# Show $\max_{r\equiv (r_1,…, r_M) \in \mathbb{R}^M} \sum_{k=1}^M \mu_k r_k - \log\Big(\sum_{k=1}^M \exp(r_k) \Big)= \sum_{k=1}^M \mu_k \log(\mu_k)$

I am struggling with the following maximisation problem. Take a vector $\mu\equiv (\mu_1,..., \mu_M)\in \mathbb{R}^M$ such that $\mu_k\in [0,1]$ $\forall k=1,...,M$ and $\sum_{k=1}^M \mu_k=1$.

I want to show that

$$\max_{r\equiv (r_1,..., r_M) \in \mathbb{R}^M} \sum_{k=1}^M \mu_k r_k - \log\Big(\sum_{k=1}^M \exp(r_k) \Big)= \sum_{k=1}^M \mu_k \log(\mu_k)$$

I write first order conditions $$\begin{cases} \mu_1-\frac{\exp(r_1)}{\sum_{k=1}^M \exp(r_k)}=0\\ ...\\ \mu_M-\frac{\exp(r_M)}{\sum_{k=1}^M \exp(r_k)}=0\\ \end{cases}$$ $$\Updownarrow$$ $$\begin{cases} r_1=\log(\mu_1)+\log(\sum_{k=1}^M \exp(r_k))\\ ...\\ r_M=\log(\mu_M)+\log(\sum_{k=1}^M \exp(r_k)) \end{cases}$$ and assuming that this is the maximum, we can put it in the objective function and get the result.

Now I need to ensure that we have a maximum and at this point I'm lost in the computation of the Hessian because I get many zeros. Could you help me with that part?
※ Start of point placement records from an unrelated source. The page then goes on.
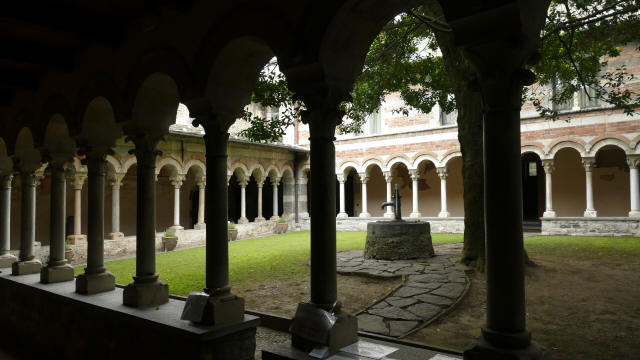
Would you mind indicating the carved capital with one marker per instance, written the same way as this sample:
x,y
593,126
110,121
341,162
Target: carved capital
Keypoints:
x,y
549,166
633,161
588,164
443,173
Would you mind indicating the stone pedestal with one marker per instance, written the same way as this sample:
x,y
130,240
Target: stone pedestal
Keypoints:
x,y
146,294
76,239
95,283
26,267
54,274
6,260
115,236
398,240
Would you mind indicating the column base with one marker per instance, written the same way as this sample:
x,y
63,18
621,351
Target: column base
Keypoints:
x,y
6,260
115,236
26,267
310,328
483,350
215,310
88,284
146,294
54,274
76,239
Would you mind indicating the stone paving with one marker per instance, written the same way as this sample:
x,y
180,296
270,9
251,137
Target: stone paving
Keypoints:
x,y
431,287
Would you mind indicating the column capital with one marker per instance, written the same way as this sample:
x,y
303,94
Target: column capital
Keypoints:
x,y
415,175
443,173
588,163
78,180
387,176
177,180
115,180
633,161
549,166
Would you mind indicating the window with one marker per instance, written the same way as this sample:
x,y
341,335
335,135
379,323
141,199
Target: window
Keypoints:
x,y
449,118
588,98
373,121
567,105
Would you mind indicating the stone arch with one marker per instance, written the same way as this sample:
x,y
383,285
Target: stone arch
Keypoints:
x,y
609,141
172,163
533,149
447,158
366,166
398,160
566,144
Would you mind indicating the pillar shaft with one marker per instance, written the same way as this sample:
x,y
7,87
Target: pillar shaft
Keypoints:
x,y
324,291
146,215
217,250
58,215
201,195
589,164
5,214
28,220
503,212
414,194
96,166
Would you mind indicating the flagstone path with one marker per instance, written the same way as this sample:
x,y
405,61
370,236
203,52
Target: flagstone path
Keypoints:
x,y
431,287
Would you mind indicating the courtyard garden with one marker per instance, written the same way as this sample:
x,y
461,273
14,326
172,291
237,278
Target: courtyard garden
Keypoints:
x,y
582,294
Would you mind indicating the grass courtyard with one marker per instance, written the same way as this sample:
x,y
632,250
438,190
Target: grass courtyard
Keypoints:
x,y
582,296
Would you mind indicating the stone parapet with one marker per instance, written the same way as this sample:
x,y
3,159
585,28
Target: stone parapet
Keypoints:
x,y
599,226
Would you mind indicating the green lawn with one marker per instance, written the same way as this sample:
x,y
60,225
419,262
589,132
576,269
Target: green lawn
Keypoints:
x,y
256,260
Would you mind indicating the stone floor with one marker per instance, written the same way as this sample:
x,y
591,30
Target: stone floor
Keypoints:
x,y
431,287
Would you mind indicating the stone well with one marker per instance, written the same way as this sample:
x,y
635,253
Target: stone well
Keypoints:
x,y
398,240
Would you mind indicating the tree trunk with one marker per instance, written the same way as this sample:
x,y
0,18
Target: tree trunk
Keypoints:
x,y
469,105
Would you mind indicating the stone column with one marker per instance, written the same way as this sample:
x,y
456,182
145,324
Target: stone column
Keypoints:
x,y
95,278
243,201
324,292
176,182
364,178
342,214
634,181
27,262
303,209
146,289
201,225
57,269
116,184
443,173
6,259
549,167
78,182
260,182
274,185
415,176
388,178
222,306
589,164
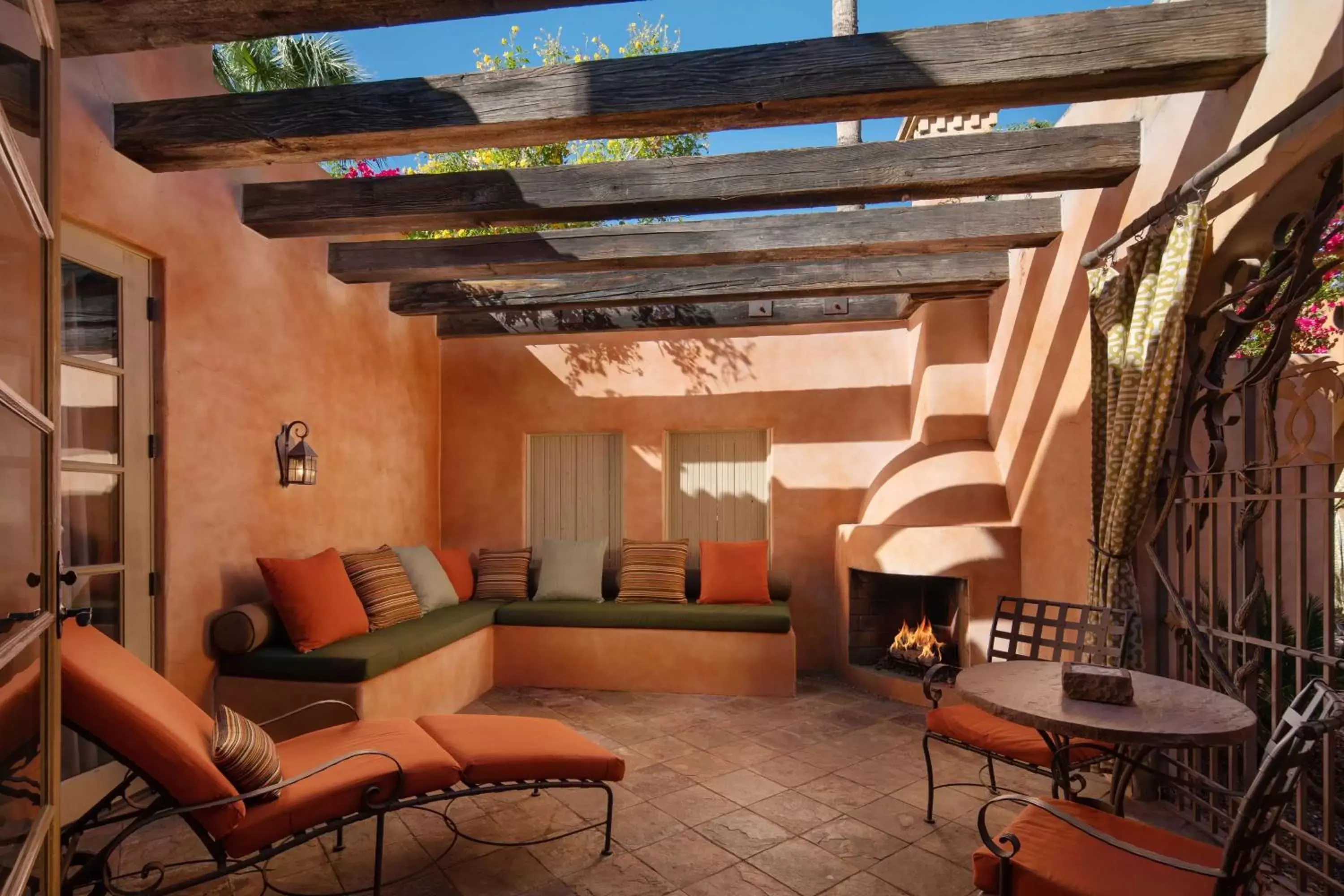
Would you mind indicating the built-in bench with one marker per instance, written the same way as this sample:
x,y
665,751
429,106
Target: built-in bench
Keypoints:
x,y
449,657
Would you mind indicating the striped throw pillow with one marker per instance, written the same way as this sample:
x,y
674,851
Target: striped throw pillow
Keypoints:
x,y
245,754
652,571
382,586
502,575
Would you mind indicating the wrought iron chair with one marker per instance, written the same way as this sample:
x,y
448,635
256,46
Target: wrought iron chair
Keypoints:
x,y
1068,848
1026,629
335,777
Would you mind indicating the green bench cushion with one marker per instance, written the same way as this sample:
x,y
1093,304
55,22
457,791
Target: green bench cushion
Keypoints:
x,y
609,614
366,656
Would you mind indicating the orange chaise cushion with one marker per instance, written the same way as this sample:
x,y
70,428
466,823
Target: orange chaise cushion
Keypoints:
x,y
339,790
1058,860
734,573
457,564
315,599
502,749
128,707
976,727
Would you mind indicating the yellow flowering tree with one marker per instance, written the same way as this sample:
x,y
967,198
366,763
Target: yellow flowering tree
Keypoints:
x,y
643,39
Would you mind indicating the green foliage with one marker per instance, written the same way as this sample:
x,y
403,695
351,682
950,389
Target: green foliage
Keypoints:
x,y
643,39
281,64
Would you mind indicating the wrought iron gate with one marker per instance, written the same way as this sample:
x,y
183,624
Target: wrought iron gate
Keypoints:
x,y
1249,540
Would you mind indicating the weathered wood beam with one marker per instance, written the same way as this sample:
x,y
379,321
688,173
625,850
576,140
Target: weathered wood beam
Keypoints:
x,y
713,315
963,166
921,276
21,90
90,27
1015,62
678,244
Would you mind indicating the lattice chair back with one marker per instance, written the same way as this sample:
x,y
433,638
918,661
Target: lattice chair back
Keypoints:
x,y
1058,632
1314,712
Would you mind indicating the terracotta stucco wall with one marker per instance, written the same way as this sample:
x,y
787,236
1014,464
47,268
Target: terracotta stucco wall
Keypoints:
x,y
835,400
256,334
1039,365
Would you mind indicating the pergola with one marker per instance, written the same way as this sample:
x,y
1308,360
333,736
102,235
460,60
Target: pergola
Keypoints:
x,y
801,268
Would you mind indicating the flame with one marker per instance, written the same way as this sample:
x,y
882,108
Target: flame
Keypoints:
x,y
921,640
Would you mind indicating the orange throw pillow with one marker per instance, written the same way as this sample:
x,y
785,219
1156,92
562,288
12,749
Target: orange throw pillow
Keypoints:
x,y
315,599
734,573
457,564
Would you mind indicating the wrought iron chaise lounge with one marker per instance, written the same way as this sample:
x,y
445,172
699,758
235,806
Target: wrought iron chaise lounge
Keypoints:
x,y
332,777
1064,848
1027,629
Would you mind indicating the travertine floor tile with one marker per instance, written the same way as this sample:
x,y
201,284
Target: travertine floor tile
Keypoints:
x,y
740,880
744,786
839,793
694,805
643,825
685,859
859,844
506,872
793,812
788,771
744,833
655,781
920,872
803,867
621,875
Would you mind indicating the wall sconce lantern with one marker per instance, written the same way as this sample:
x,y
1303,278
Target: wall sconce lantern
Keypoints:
x,y
297,460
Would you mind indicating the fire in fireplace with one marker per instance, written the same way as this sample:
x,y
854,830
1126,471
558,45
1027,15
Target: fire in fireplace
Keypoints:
x,y
904,624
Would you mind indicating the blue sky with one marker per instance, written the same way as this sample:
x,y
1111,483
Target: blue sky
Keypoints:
x,y
447,47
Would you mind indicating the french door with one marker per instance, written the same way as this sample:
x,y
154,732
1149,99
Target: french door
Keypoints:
x,y
107,456
30,599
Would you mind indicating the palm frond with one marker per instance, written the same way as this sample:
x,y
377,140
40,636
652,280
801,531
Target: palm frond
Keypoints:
x,y
281,64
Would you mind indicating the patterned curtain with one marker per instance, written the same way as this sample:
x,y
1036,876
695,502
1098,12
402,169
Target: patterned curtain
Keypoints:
x,y
1139,342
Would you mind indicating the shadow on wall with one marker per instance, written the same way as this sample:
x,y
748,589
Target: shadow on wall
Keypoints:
x,y
703,362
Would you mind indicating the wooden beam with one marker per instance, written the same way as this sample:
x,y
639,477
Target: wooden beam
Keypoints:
x,y
713,315
922,276
1077,57
678,244
90,27
21,90
964,166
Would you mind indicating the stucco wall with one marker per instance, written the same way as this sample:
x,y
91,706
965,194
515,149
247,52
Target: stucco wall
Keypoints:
x,y
254,334
835,398
1039,365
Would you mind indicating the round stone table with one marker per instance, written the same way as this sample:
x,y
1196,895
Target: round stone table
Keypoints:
x,y
1166,714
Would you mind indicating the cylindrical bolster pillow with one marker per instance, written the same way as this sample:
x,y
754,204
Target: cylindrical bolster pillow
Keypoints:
x,y
245,628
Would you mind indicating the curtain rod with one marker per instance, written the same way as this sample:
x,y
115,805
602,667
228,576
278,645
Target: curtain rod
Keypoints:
x,y
1318,96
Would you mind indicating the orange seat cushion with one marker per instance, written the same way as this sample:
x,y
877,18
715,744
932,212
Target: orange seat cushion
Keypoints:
x,y
128,707
734,573
979,728
1058,860
315,599
339,790
504,749
457,564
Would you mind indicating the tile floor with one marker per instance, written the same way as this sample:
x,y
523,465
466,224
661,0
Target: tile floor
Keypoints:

You are done if you prove that the function is concave, that is the function log-sum-exp is convex. Two ways to do it is here and here. Another way is to use induction: prove first that $\ln(1+\exp{t})$ is convex and increasing. Then

1. $\ln(\exp{r_1}+\exp{r_2})=r_1+\ln(1+\exp(r_2-r_1))$ is convex.
2. Assume $\ln(\sum_{i=1}^M\exp{r_i})$ convex. Then $$\ln\Big(\sum_{i=1}^{M+1}\exp{r_i}\Big)=r_{M+1}+\ln\Big(1+\sum_{i=1}^M\exp(r_i-r_{M+1})\Big)=r_{M+1}+\ln\Big(1+\exp\underbrace{\ln\sum_{i=1}^Me^{r_i-r_{M+1}}}_{\text{convex}}\Big)$$ is convex.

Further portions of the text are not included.